State-backed Hackers in the Netherlands Claim to Decrypt BlackBerry Ltd (BBRY)’s Data


A group of hackers in the Netherlands have claimed to have decrypted data contained in a BlackBerry Ltd (NASDAQ:BBRY)’s device. The group of hackers who belong to the Netherlands Forensic Institute made the damning claims in an email statement. Netherlands Forensic Institute is affiliated to the Dutch police and is relied upon to carry out high-tech operations for the government.
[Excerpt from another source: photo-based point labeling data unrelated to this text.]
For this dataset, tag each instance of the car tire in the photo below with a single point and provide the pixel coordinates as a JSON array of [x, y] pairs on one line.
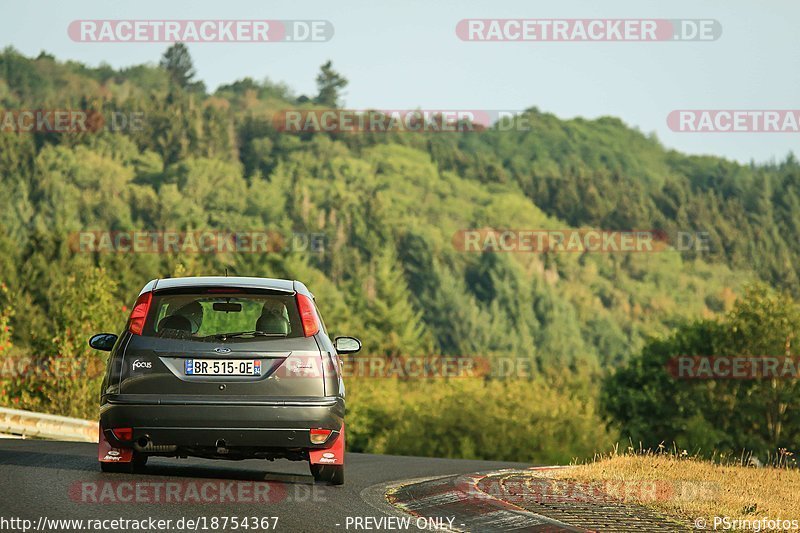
[[333, 474]]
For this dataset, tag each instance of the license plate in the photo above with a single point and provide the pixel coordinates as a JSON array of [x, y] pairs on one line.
[[222, 367]]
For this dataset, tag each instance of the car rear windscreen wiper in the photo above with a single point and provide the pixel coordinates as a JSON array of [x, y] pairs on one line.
[[254, 333]]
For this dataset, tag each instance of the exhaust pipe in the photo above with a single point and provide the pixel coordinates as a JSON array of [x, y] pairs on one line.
[[144, 444], [221, 448]]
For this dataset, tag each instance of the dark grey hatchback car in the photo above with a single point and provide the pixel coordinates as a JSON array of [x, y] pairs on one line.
[[224, 368]]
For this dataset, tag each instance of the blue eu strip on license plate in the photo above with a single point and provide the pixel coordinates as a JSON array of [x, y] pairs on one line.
[[222, 367]]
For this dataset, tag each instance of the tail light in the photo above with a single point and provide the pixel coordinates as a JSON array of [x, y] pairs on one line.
[[139, 313], [124, 434], [319, 436], [308, 315]]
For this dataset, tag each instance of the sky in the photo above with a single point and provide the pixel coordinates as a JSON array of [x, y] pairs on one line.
[[406, 55]]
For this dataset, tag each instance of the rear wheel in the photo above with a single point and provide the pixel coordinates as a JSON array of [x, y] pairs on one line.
[[333, 474]]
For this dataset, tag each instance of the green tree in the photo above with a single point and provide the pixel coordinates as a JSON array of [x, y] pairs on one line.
[[330, 83], [178, 63]]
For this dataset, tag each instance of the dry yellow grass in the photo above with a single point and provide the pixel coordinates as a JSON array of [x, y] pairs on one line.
[[698, 488]]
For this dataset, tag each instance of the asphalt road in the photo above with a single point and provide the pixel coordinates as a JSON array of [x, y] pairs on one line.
[[62, 480]]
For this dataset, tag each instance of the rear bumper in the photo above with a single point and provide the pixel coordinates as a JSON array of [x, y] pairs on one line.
[[195, 422]]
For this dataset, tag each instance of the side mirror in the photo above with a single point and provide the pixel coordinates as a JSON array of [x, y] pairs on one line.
[[347, 344], [103, 341]]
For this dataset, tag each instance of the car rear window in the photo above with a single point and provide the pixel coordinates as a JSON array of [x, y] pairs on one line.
[[213, 315]]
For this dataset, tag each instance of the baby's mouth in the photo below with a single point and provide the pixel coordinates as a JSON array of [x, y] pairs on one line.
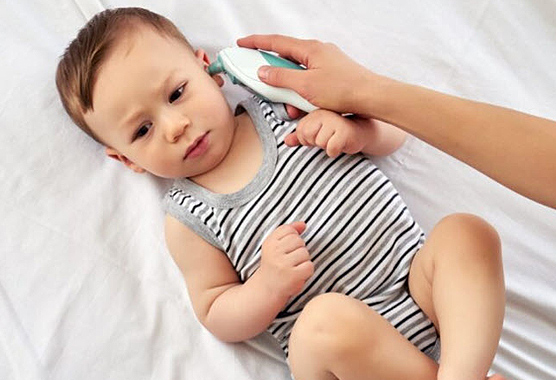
[[192, 149]]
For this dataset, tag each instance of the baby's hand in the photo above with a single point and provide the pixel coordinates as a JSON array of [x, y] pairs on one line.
[[329, 131], [285, 261]]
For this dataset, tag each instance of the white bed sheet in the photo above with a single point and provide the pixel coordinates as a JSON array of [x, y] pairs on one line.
[[87, 288]]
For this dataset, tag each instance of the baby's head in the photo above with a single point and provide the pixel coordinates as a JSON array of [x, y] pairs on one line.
[[133, 83]]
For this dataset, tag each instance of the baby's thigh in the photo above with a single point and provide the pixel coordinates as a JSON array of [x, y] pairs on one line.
[[456, 240]]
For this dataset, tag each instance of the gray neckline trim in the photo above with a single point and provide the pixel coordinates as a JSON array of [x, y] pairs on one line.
[[261, 179]]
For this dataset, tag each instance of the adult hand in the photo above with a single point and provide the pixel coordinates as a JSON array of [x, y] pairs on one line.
[[332, 80], [476, 133]]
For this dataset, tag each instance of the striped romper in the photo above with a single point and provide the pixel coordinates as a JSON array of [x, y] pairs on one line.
[[360, 235]]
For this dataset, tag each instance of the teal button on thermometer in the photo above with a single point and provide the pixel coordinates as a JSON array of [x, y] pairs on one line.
[[241, 65]]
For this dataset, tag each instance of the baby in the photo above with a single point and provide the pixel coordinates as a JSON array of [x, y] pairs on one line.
[[285, 225]]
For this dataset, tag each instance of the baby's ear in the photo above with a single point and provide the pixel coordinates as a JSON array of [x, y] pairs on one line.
[[203, 58], [114, 154]]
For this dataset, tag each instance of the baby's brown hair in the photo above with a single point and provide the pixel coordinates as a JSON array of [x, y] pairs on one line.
[[79, 65]]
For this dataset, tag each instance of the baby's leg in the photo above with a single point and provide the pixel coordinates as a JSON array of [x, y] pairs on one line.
[[457, 279], [338, 337]]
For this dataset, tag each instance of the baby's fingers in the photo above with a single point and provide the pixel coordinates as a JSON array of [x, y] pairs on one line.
[[291, 139], [323, 137], [335, 145]]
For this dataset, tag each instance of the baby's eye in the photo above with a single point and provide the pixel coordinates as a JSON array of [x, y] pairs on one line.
[[176, 94], [143, 130]]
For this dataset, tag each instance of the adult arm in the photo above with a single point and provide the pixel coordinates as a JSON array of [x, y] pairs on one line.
[[516, 149]]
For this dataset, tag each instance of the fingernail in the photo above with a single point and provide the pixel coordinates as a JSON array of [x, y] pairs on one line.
[[263, 72]]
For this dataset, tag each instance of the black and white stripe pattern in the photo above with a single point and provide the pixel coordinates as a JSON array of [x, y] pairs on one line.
[[359, 232]]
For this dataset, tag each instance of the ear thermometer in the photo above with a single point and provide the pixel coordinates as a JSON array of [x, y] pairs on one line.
[[241, 65]]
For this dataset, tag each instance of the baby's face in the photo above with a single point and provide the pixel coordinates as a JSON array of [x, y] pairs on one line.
[[158, 110]]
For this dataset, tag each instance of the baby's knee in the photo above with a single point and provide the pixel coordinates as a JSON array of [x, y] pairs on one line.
[[477, 233], [329, 327]]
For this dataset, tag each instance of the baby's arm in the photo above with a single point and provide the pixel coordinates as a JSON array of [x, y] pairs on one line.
[[336, 134], [231, 310]]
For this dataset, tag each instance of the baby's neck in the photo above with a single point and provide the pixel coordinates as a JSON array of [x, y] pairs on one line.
[[241, 163]]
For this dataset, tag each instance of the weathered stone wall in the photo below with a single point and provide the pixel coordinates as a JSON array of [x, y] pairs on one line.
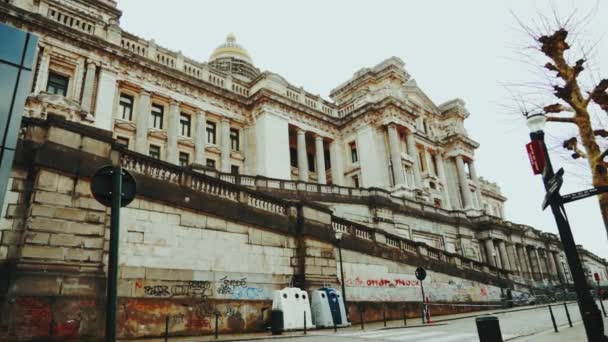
[[190, 247]]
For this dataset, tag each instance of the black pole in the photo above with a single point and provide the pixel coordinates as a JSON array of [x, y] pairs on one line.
[[423, 304], [384, 316], [111, 287], [167, 328], [590, 314], [568, 314], [552, 318], [599, 296], [342, 279]]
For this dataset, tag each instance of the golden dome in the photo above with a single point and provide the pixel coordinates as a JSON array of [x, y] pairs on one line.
[[231, 49]]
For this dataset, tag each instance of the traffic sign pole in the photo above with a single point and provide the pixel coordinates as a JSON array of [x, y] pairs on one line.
[[112, 285]]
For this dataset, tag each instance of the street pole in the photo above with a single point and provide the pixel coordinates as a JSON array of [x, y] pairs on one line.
[[502, 293], [590, 314], [342, 277], [111, 287]]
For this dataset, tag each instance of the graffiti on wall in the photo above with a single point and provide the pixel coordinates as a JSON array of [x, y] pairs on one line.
[[193, 289]]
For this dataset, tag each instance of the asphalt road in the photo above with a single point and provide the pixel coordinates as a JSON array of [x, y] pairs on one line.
[[513, 324]]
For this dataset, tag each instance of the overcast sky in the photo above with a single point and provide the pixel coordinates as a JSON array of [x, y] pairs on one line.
[[466, 49]]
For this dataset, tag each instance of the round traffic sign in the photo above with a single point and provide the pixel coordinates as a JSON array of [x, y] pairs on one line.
[[101, 186], [420, 273]]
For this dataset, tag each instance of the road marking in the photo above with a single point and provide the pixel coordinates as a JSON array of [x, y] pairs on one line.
[[416, 337]]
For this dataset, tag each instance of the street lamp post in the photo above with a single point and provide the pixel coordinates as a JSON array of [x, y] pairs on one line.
[[590, 314], [338, 240], [502, 293]]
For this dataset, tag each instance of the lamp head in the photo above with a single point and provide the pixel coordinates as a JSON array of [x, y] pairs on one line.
[[536, 122]]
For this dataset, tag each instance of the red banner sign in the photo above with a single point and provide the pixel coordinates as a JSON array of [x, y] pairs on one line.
[[536, 156]]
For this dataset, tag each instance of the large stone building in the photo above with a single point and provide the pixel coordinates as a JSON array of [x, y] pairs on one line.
[[232, 160]]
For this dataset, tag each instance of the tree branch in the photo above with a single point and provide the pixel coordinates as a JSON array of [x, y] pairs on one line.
[[572, 145], [557, 119], [599, 94], [557, 108]]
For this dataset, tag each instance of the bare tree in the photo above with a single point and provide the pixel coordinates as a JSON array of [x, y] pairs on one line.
[[573, 103]]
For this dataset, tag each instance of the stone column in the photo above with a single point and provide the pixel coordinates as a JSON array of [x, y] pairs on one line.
[[560, 267], [89, 85], [302, 156], [172, 132], [464, 184], [504, 257], [225, 145], [43, 71], [394, 144], [142, 122], [320, 157], [336, 153], [476, 181], [515, 266], [444, 181], [412, 151], [540, 269], [552, 265], [200, 138], [490, 251], [523, 260]]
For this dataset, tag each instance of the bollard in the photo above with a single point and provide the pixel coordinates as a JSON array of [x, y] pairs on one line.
[[276, 322], [361, 317], [167, 328], [552, 318], [384, 317], [568, 314], [488, 329], [217, 316]]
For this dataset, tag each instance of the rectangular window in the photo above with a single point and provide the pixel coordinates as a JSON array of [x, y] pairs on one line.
[[126, 107], [293, 156], [327, 159], [184, 124], [154, 151], [157, 116], [311, 162], [57, 84], [353, 152], [211, 132], [434, 164], [421, 161], [234, 139], [184, 159], [122, 141]]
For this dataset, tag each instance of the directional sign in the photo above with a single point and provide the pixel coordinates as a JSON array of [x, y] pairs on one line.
[[553, 185], [101, 186], [420, 273], [584, 194], [536, 156]]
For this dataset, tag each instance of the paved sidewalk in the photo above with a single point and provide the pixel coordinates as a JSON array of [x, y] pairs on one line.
[[565, 333], [411, 322]]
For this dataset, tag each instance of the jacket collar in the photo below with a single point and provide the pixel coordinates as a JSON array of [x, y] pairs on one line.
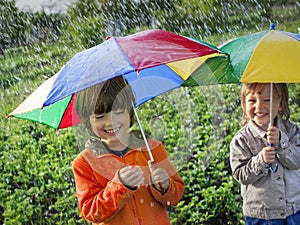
[[98, 148], [257, 132]]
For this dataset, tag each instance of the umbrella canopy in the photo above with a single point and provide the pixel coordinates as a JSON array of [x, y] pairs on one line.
[[270, 56], [151, 61]]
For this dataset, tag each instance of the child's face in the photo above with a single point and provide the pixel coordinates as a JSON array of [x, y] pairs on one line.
[[112, 128], [257, 106]]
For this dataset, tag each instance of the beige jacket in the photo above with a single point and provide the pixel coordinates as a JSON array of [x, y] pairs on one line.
[[267, 195]]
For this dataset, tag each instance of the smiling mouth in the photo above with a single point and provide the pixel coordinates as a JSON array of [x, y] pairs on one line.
[[260, 115], [112, 131]]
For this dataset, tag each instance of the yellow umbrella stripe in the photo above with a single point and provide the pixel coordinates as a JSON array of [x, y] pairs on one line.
[[184, 68], [272, 62]]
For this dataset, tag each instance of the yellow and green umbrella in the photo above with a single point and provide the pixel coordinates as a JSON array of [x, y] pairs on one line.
[[270, 56]]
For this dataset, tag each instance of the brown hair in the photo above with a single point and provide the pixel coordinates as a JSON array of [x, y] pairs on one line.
[[280, 91], [102, 98]]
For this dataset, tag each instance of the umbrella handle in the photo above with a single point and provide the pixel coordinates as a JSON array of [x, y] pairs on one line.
[[271, 124], [152, 167], [273, 170]]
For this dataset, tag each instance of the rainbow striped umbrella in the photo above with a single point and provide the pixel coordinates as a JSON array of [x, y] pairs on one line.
[[152, 62], [270, 56]]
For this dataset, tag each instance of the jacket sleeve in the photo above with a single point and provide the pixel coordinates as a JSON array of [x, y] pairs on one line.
[[246, 168], [289, 149], [175, 191], [97, 202]]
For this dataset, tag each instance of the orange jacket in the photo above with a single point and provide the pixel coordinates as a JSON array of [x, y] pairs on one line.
[[103, 199]]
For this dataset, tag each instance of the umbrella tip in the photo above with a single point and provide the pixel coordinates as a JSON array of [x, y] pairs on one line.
[[272, 26]]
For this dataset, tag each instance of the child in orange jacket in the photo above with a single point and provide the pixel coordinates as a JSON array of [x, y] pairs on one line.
[[113, 182]]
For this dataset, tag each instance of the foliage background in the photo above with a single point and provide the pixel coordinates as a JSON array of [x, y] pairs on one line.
[[195, 124]]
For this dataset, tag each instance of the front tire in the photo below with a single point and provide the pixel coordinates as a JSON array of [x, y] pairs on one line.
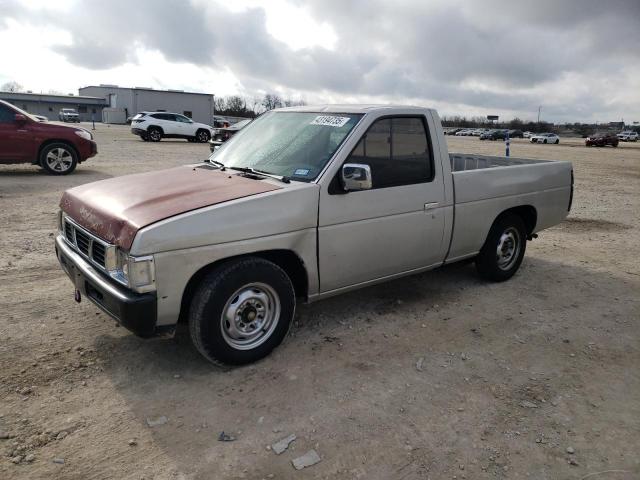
[[503, 251], [58, 158], [241, 311]]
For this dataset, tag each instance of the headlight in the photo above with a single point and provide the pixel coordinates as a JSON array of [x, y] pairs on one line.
[[84, 134], [137, 273]]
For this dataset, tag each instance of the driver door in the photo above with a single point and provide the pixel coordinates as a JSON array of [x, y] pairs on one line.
[[394, 227], [15, 140]]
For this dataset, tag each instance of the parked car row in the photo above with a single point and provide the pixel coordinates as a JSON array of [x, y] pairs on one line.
[[58, 149], [501, 134], [628, 136], [544, 138], [154, 126], [601, 140]]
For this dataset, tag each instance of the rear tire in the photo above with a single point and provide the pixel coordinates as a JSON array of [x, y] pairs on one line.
[[241, 311], [58, 158], [154, 134], [503, 251]]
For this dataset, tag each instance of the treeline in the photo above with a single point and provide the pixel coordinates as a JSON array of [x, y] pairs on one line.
[[238, 106], [482, 122], [581, 129]]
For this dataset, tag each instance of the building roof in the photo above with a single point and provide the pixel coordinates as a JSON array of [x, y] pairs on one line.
[[352, 108], [47, 97], [149, 89]]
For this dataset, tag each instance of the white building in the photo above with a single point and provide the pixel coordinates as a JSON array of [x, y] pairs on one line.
[[124, 102]]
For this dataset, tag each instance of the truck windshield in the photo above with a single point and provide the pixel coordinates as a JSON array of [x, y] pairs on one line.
[[293, 144]]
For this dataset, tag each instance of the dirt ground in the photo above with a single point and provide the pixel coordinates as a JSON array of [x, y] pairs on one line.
[[434, 376]]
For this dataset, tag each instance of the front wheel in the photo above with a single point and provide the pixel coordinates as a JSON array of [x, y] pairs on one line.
[[58, 159], [241, 311], [154, 134], [202, 136], [503, 251]]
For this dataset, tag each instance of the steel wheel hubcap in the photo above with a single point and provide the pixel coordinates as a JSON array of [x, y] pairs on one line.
[[250, 316], [508, 248], [59, 159]]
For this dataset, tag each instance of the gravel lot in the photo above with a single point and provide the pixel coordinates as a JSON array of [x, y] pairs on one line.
[[434, 376]]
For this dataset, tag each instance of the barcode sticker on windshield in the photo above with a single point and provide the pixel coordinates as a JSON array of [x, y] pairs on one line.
[[330, 121]]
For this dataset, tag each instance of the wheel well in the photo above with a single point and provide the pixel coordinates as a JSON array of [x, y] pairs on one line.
[[49, 142], [285, 259], [527, 213]]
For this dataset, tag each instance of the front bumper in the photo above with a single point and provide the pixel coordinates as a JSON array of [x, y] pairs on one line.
[[215, 144], [136, 312]]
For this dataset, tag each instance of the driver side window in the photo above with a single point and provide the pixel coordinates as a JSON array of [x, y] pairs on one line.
[[397, 150], [6, 115]]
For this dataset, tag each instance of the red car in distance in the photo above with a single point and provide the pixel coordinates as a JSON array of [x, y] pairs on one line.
[[56, 148]]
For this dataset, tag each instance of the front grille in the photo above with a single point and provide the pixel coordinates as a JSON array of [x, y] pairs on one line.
[[83, 242], [97, 253]]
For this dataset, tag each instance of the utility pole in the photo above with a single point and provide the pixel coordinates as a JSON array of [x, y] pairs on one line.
[[539, 108]]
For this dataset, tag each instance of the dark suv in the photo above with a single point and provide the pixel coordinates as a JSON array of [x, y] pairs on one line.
[[602, 140], [56, 148]]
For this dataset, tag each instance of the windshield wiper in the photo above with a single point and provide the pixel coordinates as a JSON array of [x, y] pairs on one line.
[[217, 163], [255, 171]]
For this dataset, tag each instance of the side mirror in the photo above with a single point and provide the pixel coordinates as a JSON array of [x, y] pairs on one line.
[[356, 176]]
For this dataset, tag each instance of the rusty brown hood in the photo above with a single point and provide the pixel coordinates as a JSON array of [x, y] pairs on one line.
[[115, 209]]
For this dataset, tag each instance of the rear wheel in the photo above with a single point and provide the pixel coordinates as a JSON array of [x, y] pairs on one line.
[[241, 311], [58, 158], [503, 251], [154, 134]]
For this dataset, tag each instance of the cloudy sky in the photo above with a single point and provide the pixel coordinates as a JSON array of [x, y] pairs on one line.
[[578, 59]]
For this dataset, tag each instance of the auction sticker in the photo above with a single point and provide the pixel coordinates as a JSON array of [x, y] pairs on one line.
[[330, 121]]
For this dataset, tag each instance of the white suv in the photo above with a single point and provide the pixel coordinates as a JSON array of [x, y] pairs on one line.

According to Motherboard, these recent developments can be seen within the context of a series of events that have been ongoing in the recent past. Hackers working for the Netherlands Forensic Institute have been repeatedly trying to hack into the security system of BlackBerry, which has been considered as one of most advanced security systems for mobile devices. Earlier, it was claimed that the breaching had already occurred but BlackBerry, in a quick response, dismissed the allegations. However, recent occurrences indicate that the claims by the Netherlands Forensic Institute may be true after all.

For years, BlackBerry has based its marketing on the privacy features that are installed in its device. It claims that the BlackBerry has been specially designed to guarantee users of their privacy. This, the company claims, has been made possible by the use of highly advanced security features that make it impossible for third parties to access the data.

The logic behind this is simple. Data, in the form of emails, messages and others, which is sent by an individual on a BlackBerry, is first encrypted. The encryption process changes the data into a complex and gnomic form that does not make sense at all to the naked eye. The encrypted data is then sent over to the recipient in this form. It is when the data reaches the recipient that it is decrypted to its original form, allowing the intended user to get the actual information that was sent. This makes it impossible for third-party individuals to glean at what users of BlackBerry are sending to each other.

To do this, BlackBerry uses the Phantom Secure system. However, since the Netherlands Forensic Institute claimed to have managed to retrieve over 300 emails from a BlackBerry device and decrypted well over 200 emails to lay bare what the users of the devices were saying to each other, BlackBerry and Phantom Secure have remained completely quiet.

Interestingly, the action of the Netherlands Forensic Institute raises a lot of ethical questions. Most importantly, one wonders where the line between public interests and infringement of individual privacy rights lies. Greg Aligiannis, an expert in internet security, is of the opinion that the action not only contravened the privacy laws of BlackBerry users, but also is likely to elicit a public outcry, given the fact that it was carried out by individuals who are backed by the government.